Lack of leadership led to severe violence, bullying and sexual harassment of children. Parents desperate for help had to turn to the press as the DOE did nothing, Superintendent Melodie Mashel had not met with parents even after repeated requests. The Riverdale Press has covered the saga of PS 207 and the parents feel utterly neglected.
PS 207 parents are rallying around a teacher who they say was suddenly and unjustly fired just days before the Thanksgiving holiday.
Ada Luna, who was filling a position as a first-grade English as a Second Language teacher, said she was fired on Nov. 24, after trying to discuss her salary with the principal, Maria Rosado. After the principal brushed her off, she said, she met with the school’s United Federation of Teachers’ representative, Leida Romero-Lopez, and was promptly fired for doing so.
A petition signed by 20 parents derides the firing as being “sudden,” “demeaning” and “disruptive,” and calls the principal’s decision not to inform them of the personnel change beforehand, “unprofessional.”
Belky Vizcaino, whose child was in Ms. Luna’s class, says she hand delivered the petition to Sonia Menendez, the Community School District 10 superintendent, on Dec. 1.
While the suddenness of Ms. Luna’s departure was upsetting to parents like Ms. Vizcaino — whose child was held back last year and was starting to flourish under Ms. Luna’s care — the union’s grievances against the principal go far beyond that.

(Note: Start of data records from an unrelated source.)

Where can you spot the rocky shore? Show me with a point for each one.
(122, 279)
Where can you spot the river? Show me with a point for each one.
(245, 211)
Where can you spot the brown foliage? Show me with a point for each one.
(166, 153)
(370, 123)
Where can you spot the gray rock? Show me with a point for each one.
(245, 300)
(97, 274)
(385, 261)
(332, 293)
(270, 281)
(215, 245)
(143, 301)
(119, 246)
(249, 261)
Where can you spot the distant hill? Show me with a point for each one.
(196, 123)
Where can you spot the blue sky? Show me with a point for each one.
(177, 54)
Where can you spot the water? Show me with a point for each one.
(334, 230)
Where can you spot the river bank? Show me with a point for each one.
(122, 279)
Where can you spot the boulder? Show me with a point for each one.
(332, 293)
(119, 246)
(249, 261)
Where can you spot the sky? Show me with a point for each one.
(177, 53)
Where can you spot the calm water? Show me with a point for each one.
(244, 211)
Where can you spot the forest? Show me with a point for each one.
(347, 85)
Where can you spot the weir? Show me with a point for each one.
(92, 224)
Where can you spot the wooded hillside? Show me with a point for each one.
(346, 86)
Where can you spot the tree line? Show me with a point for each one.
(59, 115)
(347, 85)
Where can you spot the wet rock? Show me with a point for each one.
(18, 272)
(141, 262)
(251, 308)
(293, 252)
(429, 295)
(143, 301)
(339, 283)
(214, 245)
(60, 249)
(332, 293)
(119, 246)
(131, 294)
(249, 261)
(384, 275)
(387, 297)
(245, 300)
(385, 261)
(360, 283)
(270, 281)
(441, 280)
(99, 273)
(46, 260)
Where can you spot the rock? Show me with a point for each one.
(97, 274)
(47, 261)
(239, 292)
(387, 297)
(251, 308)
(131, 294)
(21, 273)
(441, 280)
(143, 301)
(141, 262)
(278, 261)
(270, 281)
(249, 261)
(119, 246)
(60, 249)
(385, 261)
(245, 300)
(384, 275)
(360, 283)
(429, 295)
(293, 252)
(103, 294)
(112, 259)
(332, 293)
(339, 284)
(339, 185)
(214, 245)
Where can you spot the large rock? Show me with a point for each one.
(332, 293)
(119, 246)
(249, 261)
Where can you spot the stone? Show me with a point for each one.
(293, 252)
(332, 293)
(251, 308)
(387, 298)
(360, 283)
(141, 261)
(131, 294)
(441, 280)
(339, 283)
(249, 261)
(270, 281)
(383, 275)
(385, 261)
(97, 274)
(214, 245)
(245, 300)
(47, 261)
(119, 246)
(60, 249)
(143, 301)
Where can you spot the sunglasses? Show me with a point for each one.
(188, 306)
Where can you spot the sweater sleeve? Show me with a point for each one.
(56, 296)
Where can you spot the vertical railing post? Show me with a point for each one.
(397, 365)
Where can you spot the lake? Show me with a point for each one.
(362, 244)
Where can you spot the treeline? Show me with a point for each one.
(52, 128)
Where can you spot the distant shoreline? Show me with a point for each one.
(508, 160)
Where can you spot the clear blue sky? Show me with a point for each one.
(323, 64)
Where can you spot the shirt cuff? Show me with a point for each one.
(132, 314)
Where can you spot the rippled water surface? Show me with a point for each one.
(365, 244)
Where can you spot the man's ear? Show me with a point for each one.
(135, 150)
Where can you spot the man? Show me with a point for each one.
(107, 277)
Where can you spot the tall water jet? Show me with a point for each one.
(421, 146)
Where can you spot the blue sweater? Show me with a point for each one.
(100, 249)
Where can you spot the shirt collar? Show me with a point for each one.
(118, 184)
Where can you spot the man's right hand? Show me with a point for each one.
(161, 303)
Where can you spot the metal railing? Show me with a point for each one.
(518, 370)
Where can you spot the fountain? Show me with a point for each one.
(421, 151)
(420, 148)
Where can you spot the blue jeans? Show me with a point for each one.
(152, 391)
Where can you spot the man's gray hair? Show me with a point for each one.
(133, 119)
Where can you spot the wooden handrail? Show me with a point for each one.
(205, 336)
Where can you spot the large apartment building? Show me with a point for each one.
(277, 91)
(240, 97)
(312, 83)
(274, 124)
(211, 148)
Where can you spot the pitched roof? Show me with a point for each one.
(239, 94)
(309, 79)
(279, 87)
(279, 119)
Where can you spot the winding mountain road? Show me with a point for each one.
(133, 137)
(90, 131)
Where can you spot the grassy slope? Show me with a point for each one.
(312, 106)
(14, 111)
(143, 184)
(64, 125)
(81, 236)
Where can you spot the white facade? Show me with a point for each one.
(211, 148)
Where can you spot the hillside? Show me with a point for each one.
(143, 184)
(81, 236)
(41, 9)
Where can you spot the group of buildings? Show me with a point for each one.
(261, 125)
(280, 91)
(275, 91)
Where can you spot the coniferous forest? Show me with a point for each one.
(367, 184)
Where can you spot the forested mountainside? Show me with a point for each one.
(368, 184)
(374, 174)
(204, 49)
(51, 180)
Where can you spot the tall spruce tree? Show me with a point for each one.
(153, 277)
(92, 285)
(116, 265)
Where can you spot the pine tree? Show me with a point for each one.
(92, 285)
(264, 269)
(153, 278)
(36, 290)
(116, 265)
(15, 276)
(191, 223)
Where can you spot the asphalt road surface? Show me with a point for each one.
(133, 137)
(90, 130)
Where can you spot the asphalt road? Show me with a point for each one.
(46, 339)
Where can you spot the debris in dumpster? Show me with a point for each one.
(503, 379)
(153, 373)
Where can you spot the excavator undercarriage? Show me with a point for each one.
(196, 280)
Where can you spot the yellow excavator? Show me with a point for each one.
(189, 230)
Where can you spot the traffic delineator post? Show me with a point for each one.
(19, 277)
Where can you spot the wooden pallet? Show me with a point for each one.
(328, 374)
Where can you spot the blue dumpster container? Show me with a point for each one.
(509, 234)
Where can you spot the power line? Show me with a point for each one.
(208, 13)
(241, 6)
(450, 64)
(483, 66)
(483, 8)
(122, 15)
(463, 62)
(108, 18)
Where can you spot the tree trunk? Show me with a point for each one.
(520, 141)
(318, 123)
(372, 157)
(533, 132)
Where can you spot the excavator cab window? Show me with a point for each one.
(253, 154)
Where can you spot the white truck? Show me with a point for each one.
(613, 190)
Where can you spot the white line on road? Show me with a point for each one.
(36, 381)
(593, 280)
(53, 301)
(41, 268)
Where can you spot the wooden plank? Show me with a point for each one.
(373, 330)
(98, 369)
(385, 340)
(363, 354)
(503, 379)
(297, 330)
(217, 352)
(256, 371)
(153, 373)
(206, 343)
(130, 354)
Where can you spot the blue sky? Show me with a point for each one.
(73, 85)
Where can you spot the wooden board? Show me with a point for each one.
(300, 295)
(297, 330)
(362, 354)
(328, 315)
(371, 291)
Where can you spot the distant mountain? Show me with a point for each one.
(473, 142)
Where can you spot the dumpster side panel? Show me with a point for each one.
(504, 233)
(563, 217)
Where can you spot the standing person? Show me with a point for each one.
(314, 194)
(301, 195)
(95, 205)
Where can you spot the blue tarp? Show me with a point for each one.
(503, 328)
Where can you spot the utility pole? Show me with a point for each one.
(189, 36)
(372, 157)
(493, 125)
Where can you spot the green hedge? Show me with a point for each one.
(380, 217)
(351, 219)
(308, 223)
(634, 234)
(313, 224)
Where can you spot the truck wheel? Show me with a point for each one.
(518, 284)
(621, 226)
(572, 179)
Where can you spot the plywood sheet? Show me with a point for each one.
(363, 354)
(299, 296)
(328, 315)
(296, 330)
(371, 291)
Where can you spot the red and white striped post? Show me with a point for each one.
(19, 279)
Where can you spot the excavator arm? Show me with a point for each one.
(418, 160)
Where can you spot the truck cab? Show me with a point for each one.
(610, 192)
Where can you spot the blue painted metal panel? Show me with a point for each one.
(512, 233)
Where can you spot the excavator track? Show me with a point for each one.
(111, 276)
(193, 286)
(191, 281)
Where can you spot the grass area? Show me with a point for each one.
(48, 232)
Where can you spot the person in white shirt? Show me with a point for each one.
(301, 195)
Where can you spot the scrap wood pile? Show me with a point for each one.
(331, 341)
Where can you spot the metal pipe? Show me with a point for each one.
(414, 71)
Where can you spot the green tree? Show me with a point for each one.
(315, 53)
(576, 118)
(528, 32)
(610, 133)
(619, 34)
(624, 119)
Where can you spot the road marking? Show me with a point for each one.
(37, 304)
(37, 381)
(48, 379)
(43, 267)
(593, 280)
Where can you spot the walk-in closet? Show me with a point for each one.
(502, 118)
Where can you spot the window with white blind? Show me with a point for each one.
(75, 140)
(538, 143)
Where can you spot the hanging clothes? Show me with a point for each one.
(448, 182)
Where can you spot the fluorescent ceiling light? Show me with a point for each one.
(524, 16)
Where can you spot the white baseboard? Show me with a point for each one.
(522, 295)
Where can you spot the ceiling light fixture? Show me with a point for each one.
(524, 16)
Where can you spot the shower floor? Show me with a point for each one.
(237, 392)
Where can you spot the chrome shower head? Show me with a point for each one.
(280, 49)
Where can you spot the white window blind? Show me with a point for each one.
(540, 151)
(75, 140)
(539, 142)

Ms. Romero-Lopez has filed grievances with the teachers’ union, one for retroactive pay on Ms. Luna’s behalf, and another for interfering with the union.
“It wasn’t because she was a bad teacher,” said Ms. Romero-Lopez of Ms. Luna’s firing. “She was actually observed and it was satisfactory. She was dismissed on a personal level. “
Ms. Rosado, the school’s principal, did not return calls for comment and John Khani, assistant director of public affairs for the Counsel of School Supervisors and Administrators, the principals’ union, said he reached out to Ms. Rosado. She claimed to have been advised by the city Department of Education not to make any statements, he said.
Ms. Luna was hired in the fall to fill in for a teacher out on leave, and was being paid as a substitute at $154 per diem with no benefits. She was informally assured by Ms. Rosado that the job would become permanent, she said, but was only officially notified that she was being hired as a classroom teacher once Ms. Rosado heard from the teacher out on leave, on Oct. 9, that she would not be returning.
The next month, on Nov. 14, Ms. Rosado announced to the school leadership team, Ms. Romero-Lopez and Ms. Luna that she was planning on hiring Ms. Luna permanently. According to UFT rules, teachers’ salaries apply to long-term substitute teachers who were hired to fill an unencumbered vacancy within the first 15 days of a term.
Ms. Luna said she repeatedly tried to reach out to Ms. Rosado to discuss her raise and retroactive pay, but could not get the principal to sit down and meet with her.
The last straw for Ms. Luna came when Ms. Rosado was absent from school on Oct. 31 — the day of a scheduled meeting — and delayed rescheduling indefinitely. That is when she went to speak with Ms. Romero-Lopez. She was fired later that day.
‘Your last day’
“Ms. Luna, today’s gonna be your last day,” she remembers the principal telling her on Nov. 24, “because I told you not to open your mouth and I changed my mind.” Earlier that same day, Ms. Rosado told Ms. Romero-Lopez that she was dismissing Ms. Luna because of budget cuts.
The day after she was fired, Ms. Luna set out to make a round of painful calls to the parents of the students in her class, telling them that she would not return, and canceling a potluck Thanksgiving feast planned for the following day.
Ms. Vizcaino said her daughter was so upset upon hearing her beloved teacher would not return to class that she cried and did not go to school for two days.
Ms. Vizcaino’s family was not alone in their dismay. There were 20 signatories on the petition that begins, “We the parents of class 1-111.” There were 21 kids in Ms. Luna’s class when she left, she said.
A literacy cluster teacher has taken over Ms. Luna’s first-grade classroom, according to Ms. Romero-Lopez, even though she is not a licensed ESL teacher and is not fluent in Spanish and therefore cannot effectively communicate with the parents.